Mistakes are going to happen, spots will be missed, and sometimes despite the best of intentions the tasks to get you to your goals will fall by the wayside. If there is ALWAYS a pile of underwear behind the bathroom door, do something about it. One pair that gets left for a couple days every once in a while after a long day or a late night is not the end of the world. Say something if that pair of socks has been on the arm of the couch for almost a week, but don't wait so long it makes you scream.

This means forgiving each other when the bad days make you less than fun to live with. Having the goal of being kind helps me bite off rude remarks when I think before I say them, or just sighing inwardly and letting it go when he wanders off in the middle of doing dishes for the eighth time in an hour. It also means my ever-patient partner is more forgiving when I inevitably fly off the handle and remind him he's been doing a 20 minute job for an hour, or squeeze the toothpaste tube from the middle. We all do things that irritate each other, but if we can remember to be kind to ourselves and each other it makes life a whole lot easier to live.

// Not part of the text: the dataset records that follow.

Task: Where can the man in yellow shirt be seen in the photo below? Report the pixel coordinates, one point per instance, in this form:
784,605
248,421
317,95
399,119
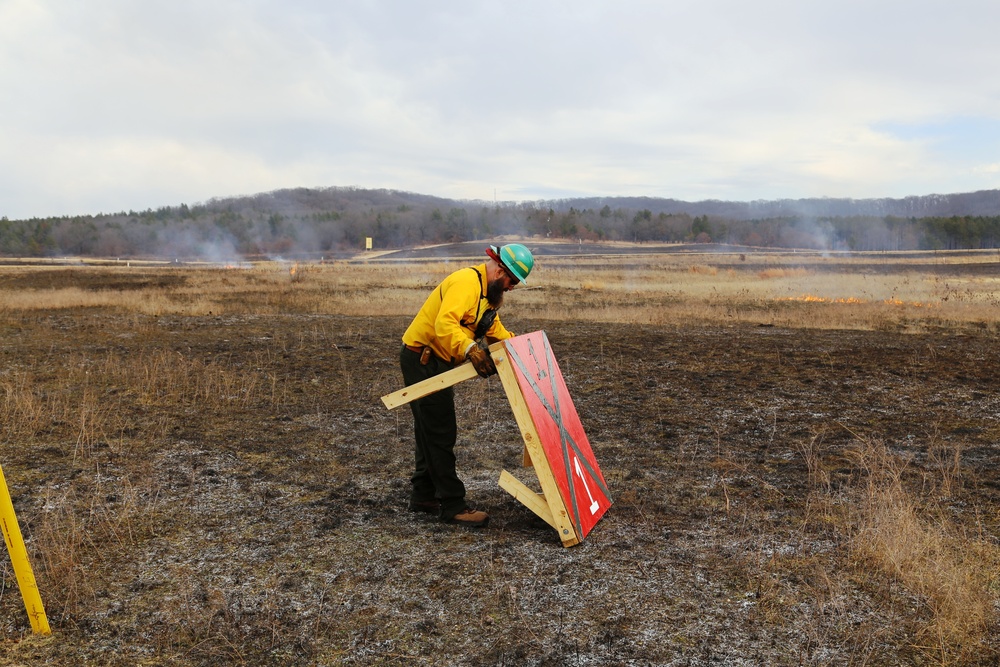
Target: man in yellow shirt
456,324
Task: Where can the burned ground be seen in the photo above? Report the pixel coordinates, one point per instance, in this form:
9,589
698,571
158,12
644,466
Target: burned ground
252,509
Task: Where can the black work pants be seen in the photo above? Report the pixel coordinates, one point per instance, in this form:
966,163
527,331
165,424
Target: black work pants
435,432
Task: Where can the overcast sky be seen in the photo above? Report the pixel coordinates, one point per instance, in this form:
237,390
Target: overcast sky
110,105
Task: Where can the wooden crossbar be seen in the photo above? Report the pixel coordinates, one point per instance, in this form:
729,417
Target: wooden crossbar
427,387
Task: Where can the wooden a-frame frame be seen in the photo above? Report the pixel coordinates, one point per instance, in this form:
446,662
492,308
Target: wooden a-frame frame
550,505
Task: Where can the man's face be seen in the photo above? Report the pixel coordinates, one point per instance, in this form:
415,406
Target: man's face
495,290
504,282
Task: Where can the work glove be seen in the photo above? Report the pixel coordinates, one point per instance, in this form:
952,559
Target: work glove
481,360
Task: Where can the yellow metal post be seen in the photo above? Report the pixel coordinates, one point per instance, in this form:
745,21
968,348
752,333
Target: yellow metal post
19,557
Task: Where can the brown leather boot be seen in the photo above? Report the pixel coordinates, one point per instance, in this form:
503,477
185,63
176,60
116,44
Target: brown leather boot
469,518
427,506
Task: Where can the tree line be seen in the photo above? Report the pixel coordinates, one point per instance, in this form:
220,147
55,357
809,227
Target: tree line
337,221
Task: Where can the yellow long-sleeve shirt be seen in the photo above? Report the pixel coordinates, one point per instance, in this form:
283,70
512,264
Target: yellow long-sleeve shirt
447,320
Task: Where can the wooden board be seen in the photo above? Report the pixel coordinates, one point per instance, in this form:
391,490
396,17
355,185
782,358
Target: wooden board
433,384
560,519
564,451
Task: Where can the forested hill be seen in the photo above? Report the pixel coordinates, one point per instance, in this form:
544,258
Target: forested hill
328,222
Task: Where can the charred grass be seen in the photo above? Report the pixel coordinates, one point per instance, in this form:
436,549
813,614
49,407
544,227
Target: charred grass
205,475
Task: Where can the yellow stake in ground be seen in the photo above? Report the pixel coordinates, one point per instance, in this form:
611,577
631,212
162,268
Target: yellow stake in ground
19,557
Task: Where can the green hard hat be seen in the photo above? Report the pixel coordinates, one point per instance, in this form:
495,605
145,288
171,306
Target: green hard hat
517,259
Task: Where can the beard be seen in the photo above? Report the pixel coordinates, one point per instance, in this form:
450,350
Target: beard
494,293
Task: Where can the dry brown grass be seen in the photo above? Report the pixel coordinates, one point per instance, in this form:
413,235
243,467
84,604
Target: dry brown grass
795,289
912,539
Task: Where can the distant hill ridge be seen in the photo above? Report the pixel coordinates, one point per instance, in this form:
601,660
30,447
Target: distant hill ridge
982,202
307,200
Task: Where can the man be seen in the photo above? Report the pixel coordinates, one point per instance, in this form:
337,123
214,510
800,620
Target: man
456,324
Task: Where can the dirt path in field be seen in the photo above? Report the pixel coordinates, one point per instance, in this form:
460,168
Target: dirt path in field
238,496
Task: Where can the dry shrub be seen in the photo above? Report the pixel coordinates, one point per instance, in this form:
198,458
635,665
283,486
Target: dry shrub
915,543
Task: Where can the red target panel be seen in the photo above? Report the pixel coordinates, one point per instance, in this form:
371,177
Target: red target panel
581,484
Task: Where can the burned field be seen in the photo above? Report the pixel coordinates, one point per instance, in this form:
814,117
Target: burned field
229,489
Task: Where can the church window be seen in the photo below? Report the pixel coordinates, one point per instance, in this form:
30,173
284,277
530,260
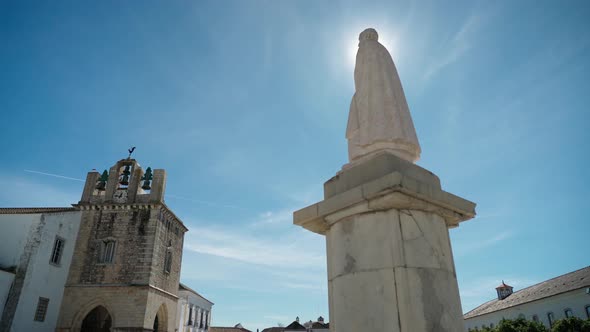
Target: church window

It also helps to consider the likelihood that if someone else's socks are on the arm of the couch for 5 days straight, you've probably also forgotten one or two of your own socks somewhere. If that happens, get everyone on board with a catch-up day (or, sometimes, week). Pull out those checklists, update your chore carts, and just get back on the wagon. Protip: This usually happens when you realize on Monday that you have a party coming in on Saturday. It's also totally ok to plan a party just to get yourself motivated! Just try not to shove everything into one room instead of actually getting back on track. Besides, they're your friends. They will love you even if you don't have a living room from a magazine.